Government reshuffles are necessary to explore new drive engines but the presidential office should minimize potential disruptions in administrative management.

Key officials are known to be interested in running for a seat at the National Assembly in the general elections next year, including Deputy Prime Minister and Minister of Economy and Finance Choo Kyung-ho, Minister of Land, Infrastructure, and Transport Won Hee-ryong, and Minister of SMEs and Startups Lee Young.

Focus is on whether the chiefs of the Financial Services Commission and Financial Supervisory Service will remain in their positions. There are voices that a reorganization in economic positions should be done with a prudent approach given the various challenges surrounding the economy.

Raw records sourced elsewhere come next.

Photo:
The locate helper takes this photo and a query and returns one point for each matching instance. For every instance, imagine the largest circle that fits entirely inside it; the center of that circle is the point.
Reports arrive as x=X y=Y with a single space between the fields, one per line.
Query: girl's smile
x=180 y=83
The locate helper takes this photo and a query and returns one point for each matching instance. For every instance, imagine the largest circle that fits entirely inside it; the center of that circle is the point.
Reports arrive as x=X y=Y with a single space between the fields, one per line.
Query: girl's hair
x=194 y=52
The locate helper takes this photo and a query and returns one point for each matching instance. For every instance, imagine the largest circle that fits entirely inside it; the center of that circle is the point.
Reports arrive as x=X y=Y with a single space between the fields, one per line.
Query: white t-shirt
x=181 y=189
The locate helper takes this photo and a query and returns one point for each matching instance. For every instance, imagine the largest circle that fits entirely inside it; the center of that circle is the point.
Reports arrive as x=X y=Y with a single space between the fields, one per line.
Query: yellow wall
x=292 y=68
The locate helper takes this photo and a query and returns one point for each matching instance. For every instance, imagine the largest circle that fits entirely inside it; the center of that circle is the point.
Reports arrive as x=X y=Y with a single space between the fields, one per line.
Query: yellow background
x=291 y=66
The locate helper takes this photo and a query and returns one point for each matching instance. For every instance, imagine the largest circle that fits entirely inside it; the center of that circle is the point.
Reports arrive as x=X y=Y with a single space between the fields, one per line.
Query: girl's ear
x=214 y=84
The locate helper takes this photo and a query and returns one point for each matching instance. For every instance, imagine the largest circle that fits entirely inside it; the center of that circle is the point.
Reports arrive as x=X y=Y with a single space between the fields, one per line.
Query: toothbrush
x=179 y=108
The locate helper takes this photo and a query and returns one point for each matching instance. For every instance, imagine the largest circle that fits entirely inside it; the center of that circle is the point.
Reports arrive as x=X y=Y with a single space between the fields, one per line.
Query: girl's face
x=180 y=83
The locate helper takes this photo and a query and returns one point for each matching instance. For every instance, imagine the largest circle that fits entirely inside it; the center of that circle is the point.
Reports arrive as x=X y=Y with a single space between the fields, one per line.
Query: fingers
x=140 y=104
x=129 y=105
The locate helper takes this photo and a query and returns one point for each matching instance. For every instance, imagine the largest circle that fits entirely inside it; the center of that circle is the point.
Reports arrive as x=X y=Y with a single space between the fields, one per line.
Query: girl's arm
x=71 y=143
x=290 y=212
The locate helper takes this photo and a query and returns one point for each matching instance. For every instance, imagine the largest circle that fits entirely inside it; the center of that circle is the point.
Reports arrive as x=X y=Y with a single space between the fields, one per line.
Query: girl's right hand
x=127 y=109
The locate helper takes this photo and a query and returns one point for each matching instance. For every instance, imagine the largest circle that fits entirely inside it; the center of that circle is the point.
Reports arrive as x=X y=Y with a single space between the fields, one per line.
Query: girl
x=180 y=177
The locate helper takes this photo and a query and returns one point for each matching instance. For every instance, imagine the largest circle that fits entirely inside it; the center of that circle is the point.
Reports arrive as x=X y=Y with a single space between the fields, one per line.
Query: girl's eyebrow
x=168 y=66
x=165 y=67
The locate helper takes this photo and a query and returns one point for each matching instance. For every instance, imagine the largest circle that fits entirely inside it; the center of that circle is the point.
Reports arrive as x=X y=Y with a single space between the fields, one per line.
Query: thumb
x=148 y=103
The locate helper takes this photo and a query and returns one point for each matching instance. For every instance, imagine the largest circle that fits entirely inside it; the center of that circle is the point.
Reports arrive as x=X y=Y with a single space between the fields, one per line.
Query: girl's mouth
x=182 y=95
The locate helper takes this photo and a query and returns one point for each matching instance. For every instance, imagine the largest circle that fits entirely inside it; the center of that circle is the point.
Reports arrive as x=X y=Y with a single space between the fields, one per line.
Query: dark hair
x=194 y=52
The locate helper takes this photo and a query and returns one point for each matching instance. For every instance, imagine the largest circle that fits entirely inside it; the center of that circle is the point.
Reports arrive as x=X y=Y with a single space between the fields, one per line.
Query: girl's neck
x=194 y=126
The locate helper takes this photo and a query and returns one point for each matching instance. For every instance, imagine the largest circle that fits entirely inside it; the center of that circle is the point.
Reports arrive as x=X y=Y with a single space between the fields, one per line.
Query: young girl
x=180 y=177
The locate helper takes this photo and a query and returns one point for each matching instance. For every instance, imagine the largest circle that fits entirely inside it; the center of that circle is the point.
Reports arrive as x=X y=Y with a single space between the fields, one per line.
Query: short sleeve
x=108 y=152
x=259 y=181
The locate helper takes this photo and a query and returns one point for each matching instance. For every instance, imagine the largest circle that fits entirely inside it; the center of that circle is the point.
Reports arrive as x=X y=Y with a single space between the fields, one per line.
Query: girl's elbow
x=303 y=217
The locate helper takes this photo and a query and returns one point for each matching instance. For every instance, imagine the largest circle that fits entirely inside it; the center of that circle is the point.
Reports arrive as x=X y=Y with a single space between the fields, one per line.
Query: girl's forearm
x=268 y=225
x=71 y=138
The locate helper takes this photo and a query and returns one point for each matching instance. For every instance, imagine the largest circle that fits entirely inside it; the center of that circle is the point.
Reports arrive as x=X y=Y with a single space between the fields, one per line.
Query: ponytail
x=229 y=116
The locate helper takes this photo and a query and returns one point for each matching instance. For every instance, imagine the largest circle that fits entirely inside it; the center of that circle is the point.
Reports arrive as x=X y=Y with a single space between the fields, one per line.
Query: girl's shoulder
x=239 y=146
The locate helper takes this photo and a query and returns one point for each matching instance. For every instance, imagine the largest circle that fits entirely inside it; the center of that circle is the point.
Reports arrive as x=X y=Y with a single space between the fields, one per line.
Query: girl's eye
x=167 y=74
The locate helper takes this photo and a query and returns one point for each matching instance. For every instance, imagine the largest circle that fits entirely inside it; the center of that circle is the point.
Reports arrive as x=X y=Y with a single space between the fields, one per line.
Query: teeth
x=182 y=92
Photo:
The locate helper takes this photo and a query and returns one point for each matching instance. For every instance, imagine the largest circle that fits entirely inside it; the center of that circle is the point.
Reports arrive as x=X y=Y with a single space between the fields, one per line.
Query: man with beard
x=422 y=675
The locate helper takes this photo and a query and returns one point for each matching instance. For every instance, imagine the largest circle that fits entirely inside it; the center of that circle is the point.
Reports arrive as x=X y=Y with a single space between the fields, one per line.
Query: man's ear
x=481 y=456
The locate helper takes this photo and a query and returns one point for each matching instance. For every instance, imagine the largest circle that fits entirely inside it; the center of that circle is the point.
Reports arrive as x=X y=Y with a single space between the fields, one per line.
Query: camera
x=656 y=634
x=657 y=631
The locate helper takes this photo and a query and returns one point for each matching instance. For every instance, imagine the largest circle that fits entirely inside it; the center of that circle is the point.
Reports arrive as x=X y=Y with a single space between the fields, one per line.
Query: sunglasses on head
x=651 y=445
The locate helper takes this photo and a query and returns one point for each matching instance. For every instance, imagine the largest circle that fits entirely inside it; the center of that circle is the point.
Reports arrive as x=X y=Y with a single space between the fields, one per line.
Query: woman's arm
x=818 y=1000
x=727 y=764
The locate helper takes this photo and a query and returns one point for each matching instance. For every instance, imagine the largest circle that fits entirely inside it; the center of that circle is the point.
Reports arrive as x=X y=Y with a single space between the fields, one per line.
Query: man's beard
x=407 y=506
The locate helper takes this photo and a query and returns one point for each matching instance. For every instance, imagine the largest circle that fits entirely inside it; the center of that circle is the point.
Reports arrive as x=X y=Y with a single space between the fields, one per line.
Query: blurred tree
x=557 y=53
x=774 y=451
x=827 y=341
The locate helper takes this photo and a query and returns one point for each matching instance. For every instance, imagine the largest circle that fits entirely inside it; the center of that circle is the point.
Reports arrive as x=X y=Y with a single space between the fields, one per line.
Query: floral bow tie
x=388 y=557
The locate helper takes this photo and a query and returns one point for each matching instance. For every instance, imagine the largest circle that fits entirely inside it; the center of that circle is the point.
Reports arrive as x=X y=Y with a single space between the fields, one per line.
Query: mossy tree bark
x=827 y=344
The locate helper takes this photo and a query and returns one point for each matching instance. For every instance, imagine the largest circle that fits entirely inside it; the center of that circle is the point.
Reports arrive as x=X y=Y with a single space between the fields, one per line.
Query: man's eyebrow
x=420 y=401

Despite growing prospects of monetary easing by the U.S. Federal Reserve, Korea still suffers sharp price increases and higher interest rates, which hinder consumption and investment, raising concerns about a potential recession.

Overall industrial activity fell 1.6 percent in October from the previous month to log the sharpest on-month decline since April 2020.

All three activities ? output, consumption, and facility investment ? declined for the first time in three months.

The Bank of Korea (BOK) has revised down its economic growth projection for the next year to 2.1 percent. This marks the third downward revision by the central bank for next year’s growth forecast, following adjustments in May and August.

The Korean economy faces additional challenges, including household debt exceeding 1,800 trillion won amid mounting risk of self-employed businesses. The BOK has also increased its consumer price inflation forecast to 2.6 percent from the previous estimate of 2.4 percent for next year.

These developments indicate that the reshuffle faces the critical task of stabilizing financial markets and deploying labor and pension reforms at a time of prolonged low growth.

The presidential office must mitigate potential impacts of the reshuffle on the economy and cabinet altogether by promoting communications between the cabinet and the ruling party.

Ministers engaged in election campaigns should also remain dedicated to their responsibilities until officially stepping down.